He had formed no plan. Time would, he doubted not, bring forth some opportunity, and for that he waited; enjoying himself, meanwhile, as a young man about town, with time on his hands and money in his pocket, best can enjoy himself. He was no moody Zanga, with one fixed idea. He did not go scowling through society like the villain of a tragedy, solacing himself with saturnine monologues, and talking of nothing, thinking of nothing, but of his wrongs and his revenge. Such monomaniacs may exist, but they are rare, and he was not of them. His heart swelled, and his temples throbbed, whenever he thought of his hated mistress, and the thirst for vengeance was not slaked by thinking of it. But this dark spot was only a spot in his life, other thoughts occupied him, other interests attracted him, throwing this quite into the background.

CHAPTER VII.
ROSE VYNER WRITES TO FANNY WORSLEY.

"Oh! about gaieties, I assure you I have little to tell. We go to very few parties. Mama says dancing is so frivolous: though I observe she dances all the evening when we do by chance go to a ball. Papa sides with her, and says he cannot conceive what pleasure people take in it. Perhaps not; but we can! However, we dare not complain, and mama is so kind to us that, on the whole, we get on very well, though I long to be in the country. Last Saturday week, we were invited to Dr. Whiston's; a wise place where every one looks like an oracle, where there are few young men, and those generally sickly, fewer nice men, and scarcely any one Blanche and I know to speak to. Mama likes these sort of places. She is so clever, and manages to talk with all the oracles upon their separate sciences, though she never opens a scientific book from one month to another; but somehow she can dispense with knowledge, and yet contrive that people should believe her deeply-read. But then she is so strange! I must interrupt my narrative to tell you something which I can't make out in her. She gets more admiration, in spite of her deformity, than we could ever pretend to; and her style of beauty seems to be exactly what men delight in.

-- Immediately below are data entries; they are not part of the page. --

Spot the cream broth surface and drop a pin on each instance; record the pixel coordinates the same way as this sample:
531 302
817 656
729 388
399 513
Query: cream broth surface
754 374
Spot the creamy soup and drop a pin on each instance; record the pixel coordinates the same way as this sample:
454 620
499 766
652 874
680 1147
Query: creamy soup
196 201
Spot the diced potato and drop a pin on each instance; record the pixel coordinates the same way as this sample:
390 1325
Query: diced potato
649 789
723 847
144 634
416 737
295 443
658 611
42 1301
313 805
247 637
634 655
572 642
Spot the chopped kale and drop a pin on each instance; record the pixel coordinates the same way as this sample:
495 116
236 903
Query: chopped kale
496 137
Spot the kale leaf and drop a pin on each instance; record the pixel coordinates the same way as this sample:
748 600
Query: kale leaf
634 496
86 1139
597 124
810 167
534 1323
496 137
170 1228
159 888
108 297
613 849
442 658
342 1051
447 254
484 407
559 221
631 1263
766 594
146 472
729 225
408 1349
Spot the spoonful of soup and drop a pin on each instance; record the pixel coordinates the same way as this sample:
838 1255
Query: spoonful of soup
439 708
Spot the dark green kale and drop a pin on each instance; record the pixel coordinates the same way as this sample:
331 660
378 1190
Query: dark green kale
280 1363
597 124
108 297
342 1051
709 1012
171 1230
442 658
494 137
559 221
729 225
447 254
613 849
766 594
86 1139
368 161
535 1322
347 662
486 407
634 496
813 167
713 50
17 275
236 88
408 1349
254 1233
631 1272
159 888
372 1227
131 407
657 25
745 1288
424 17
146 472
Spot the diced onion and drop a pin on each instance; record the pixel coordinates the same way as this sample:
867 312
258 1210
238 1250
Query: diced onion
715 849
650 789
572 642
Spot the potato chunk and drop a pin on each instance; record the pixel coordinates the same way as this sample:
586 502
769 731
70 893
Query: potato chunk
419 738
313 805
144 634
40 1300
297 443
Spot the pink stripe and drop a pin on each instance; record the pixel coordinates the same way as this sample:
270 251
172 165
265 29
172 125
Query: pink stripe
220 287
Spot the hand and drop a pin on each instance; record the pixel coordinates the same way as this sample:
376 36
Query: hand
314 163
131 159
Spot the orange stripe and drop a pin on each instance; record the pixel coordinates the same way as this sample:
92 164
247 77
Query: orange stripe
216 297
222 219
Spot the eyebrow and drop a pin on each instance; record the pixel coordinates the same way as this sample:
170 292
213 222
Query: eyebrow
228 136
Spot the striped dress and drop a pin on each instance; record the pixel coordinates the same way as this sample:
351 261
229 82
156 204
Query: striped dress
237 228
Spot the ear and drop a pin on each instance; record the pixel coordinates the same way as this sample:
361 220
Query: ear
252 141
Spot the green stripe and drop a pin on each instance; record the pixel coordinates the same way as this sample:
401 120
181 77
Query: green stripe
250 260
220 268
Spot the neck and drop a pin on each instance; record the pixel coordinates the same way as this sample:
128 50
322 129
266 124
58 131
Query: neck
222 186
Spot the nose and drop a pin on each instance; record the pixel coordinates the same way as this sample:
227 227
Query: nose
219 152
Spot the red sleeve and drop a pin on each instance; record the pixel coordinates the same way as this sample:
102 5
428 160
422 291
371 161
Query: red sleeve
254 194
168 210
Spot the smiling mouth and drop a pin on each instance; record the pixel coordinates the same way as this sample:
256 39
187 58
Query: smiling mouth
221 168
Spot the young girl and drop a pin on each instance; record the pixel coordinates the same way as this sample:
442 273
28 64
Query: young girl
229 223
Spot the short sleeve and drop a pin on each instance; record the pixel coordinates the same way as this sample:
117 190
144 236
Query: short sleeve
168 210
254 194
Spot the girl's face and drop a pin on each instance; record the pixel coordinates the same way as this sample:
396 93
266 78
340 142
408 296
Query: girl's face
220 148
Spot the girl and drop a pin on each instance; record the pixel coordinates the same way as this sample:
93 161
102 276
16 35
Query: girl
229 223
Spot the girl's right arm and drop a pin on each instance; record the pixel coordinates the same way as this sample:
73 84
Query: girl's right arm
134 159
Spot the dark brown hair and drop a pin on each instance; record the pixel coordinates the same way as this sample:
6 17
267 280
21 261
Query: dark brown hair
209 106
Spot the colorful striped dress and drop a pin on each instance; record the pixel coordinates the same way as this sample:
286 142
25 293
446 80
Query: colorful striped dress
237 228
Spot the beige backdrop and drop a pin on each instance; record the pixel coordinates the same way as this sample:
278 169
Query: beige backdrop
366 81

"How she manages to persuade us, I don't know, but the result is, we never look well when we go out to a party. This, and our not being overwise, prevents our finding much enjoyment at Dr. Whiston's; so we went on that memorable evening prepared for a yawn. Mama quickly got us seats, and then sailed about the room talking to her friends. This she does invariably. It is called chaperoning. Though what protection young girls need at such places, and how this can be considered as protection, are two things I have not yet comprehended. Well, I seem as if I were never coming to the point, eh? And yet all this preparation is to usher in no adorably handsome young man with bushy whiskers and sleepy eyes, like him we used to see at church when we were at Mrs. Wirrelston's, and when you persuaded me I was in love with that little humpbacked lawyer, in nankeens, who used to ogle us so (do you remember?)—but, on the contrary, to tell you my evening was rendered perfectly delightful by a certain Julius St. John, who sat by my side and chatted away so pleasantly, that my evening fled as rapidly as Cinderella's. And it was his conversation—nothing else; for I declare he was unreasonably hideous...

"I am almost ashamed of that last line. Why should I say he was hideous? He wasn't. He was adorably ugly. I never cared for beauty, as you know, or you would not have persuaded me into a little sentiment for my nankeened humpback; and it is very foolish in us all to make such a fuss about it: the plainest men are certainly the most agreeable! But, however, it is no use preaching to you on this subject; you who refuse to dance with every man whom you don't think good-looking!

"Enough for you to know that my dear, little, ugly man was unaffectedly chatty, and very clever; and that our conversation was so pleasant, I was quite impatient for yesterday, the second Saturday for which we were invited to Dr. Whiston's,—expecting to see him there and to renew our tête-à-tête. I had arranged all sorts of topics. In my mind's eye, I prefigured his animated pleasure at espying me, and then his coming up and securing a seat, and chatting more charmingly than before. Some of my replies were so clever that they astonished me. How brilliantly I did talk! How many little scenes of this kind were rehearsed in my imagination, I leave you to guess, if you have ever been impatient for any meeting. They were delicious; but they made the reality only more cruel.

"Conceive my disappointment: he was there, yet never came to sit beside me! When first he saw me, his welcome was so warm that it was the realization of what I had expected; but he suffered us to pass on into the last room without once thinking of accompanying us. I was mortified, I confess. I expected to find him as anxious to renew our tête-à-tête as myself, and began to be ashamed of having thought so much of him, when it was clear he had not bestowed a thought on me.

"We sat in our sullen seats, and looked on in no very amiable mood; that is, I was cross; Blanche, dear creature, had nothing to ruffle her sweet equanimity. It then occurred to me that he would assuredly soon find us out; but he did not. I sat there in vain. The people never before seemed so dull and stupid. The rooms never were so hot. I longed for mama to fetch us away.

"At last he did condescend to approach us and ask us some trivial questions, which irritated me so much that I hardly deigned to answer him. He did not seem in the least surprised by my behaviour; and that made me angrier. It was quite a relief to me when he turned round to speak to some one and went away.